Bean is reluctant to make friends with the girl who lives across the street because she’s “a nice girl”, but when she finally meets Ivy, Bean learns that appearances can be deceiving. Rather than a prissy and proper young lady, Ivy is an aspiring witch. Together, the two girls concoct a plan to put a dancing spell on Bean’s older sister Nancy. But first they must get some worms.
Ivy and Bean is a cute little book about the beginning of friendship. Much of this book reminded me of my own childhood, especially the freedom to roam the neighborhood. Ivy and Bean’s adventure sounds like something I would have done. Barrows captures the best parts of childhood well. Her writing is simple enough for younger readers to understand, but still full of craft and imagery. The worm-digging scene is particularly vivid.

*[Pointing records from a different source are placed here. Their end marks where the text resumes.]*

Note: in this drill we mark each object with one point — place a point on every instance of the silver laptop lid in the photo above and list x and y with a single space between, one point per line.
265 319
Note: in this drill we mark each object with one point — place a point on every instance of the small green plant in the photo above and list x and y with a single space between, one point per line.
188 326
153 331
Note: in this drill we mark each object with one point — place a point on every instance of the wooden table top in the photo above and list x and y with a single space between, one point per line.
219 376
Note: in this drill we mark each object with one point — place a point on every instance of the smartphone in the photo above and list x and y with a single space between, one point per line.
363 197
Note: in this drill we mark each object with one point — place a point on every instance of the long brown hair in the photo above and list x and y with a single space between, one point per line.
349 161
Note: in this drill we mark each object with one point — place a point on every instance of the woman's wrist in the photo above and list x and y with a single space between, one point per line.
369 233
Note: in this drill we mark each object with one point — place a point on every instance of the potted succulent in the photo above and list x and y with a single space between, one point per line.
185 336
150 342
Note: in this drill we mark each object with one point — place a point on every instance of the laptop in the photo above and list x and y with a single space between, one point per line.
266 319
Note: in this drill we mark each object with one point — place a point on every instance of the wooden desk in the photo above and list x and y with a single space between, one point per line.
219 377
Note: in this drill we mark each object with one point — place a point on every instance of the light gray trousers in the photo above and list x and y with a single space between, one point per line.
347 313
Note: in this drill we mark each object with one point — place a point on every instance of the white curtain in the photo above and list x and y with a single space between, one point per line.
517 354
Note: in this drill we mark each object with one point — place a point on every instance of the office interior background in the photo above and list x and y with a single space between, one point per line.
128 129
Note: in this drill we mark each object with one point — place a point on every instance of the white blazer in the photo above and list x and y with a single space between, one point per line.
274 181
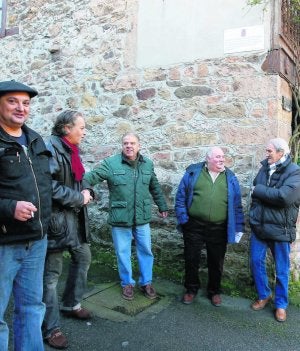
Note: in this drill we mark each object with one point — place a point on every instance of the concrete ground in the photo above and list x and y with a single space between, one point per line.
166 324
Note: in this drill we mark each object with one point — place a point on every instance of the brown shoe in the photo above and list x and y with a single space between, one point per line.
127 292
216 300
149 291
57 340
188 298
280 314
79 313
260 304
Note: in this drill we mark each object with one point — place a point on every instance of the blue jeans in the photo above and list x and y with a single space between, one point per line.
21 272
280 251
74 288
122 238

“The worms oozed and curled through the mud. Bean liked the way they were fat one second and stretched out skinny the next. She and Ivy dug deeper and deeper, until they had made a big muddy pit in the ground. It was almost two feet across, and water dribbled down the sides. Worms were squirming at the bottom of the pit, trying to get away.”
The illustrations by Sophie Blackall do a nice job enhancing the story and providing detail without overshadowing it.
This is a great book for readers who are ready for chapter books, but not necessarily ready for the content or themes of many middle grade novels. The series continues with more adventures of the two girls, but I think the stories are self-contained. The eighth book is due out this month.